Nemesis: Noise-randomized Encryption with Modular Efficiency and Secure Integration in Machine Learning Systems
This work addresses the problem of making privacy-preserving ML systems more practical for large-scale applications, though it is incremental as it builds on prior caching techniques.
The paper tackles the computational inefficiency of Fully Homomorphic Encryption (FHE) in machine learning systems by proposing Nemesis, a framework that accelerates FHE-based operations without compromising accuracy or security, achieving significant reductions in computational overhead as demonstrated on datasets like MNIST, FashionMNIST, and CIFAR-10.
Machine learning (ML) systems that guarantee security and privacy often rely on Fully Homomorphic Encryption (FHE) as a cornerstone technique, enabling computations on encrypted data without exposing sensitive information.
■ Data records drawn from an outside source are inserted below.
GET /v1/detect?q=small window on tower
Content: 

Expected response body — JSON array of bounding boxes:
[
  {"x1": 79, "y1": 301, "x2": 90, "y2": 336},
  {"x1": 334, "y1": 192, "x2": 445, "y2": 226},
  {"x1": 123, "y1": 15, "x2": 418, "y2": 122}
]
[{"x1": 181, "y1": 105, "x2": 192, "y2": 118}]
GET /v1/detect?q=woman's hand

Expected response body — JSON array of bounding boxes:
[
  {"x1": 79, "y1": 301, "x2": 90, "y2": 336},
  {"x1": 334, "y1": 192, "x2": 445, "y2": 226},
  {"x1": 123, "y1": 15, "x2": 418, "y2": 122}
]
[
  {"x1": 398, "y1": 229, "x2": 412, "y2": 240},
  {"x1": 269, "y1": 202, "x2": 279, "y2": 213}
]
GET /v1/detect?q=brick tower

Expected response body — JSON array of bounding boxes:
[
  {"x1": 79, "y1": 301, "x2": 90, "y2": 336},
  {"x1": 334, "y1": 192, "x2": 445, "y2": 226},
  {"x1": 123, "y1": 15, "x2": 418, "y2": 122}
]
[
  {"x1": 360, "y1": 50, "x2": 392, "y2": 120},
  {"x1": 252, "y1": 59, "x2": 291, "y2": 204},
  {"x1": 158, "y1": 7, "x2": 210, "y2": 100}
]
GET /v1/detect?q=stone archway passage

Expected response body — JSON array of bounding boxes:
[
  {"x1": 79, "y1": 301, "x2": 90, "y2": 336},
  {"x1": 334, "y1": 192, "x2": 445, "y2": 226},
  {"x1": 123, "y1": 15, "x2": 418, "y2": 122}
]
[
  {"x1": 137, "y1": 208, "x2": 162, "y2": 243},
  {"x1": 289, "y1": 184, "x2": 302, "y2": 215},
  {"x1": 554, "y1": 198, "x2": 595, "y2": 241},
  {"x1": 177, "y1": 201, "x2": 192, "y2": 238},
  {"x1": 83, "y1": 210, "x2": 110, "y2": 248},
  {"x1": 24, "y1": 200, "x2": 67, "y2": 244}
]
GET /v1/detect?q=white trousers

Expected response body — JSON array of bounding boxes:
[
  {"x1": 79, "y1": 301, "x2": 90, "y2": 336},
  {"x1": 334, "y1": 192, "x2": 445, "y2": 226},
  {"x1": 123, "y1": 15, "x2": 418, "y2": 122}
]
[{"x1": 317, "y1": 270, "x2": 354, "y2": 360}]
However, a critical limitation of FHE is its computational inefficiency, making it impractical for large-scale applications. In this work, we propose \textit{Nemesis}, a framework that accelerates FHE-based systems without compromising accuracy or security. The design of Nemesis is inspired by Rache (SIGMOD'23), which introduced a caching mechanism for encrypted integers and scalars. Nemesis extends this idea with more advanced caching techniques and mathematical tools, enabling efficient operations over multi-slot FHE schemes and overcoming Rache's limitations to support general plaintext structures. We formally prove the security of Nemesis under standard cryptographic assumptions and evaluate its performance extensively on widely used datasets, including MNIST, FashionMNIST, and CIFAR-10. Experimental results show that Nemesis significantly reduces the computational overhead of FHE-based ML systems, paving the way for broader adoption of privacy-preserving technologies.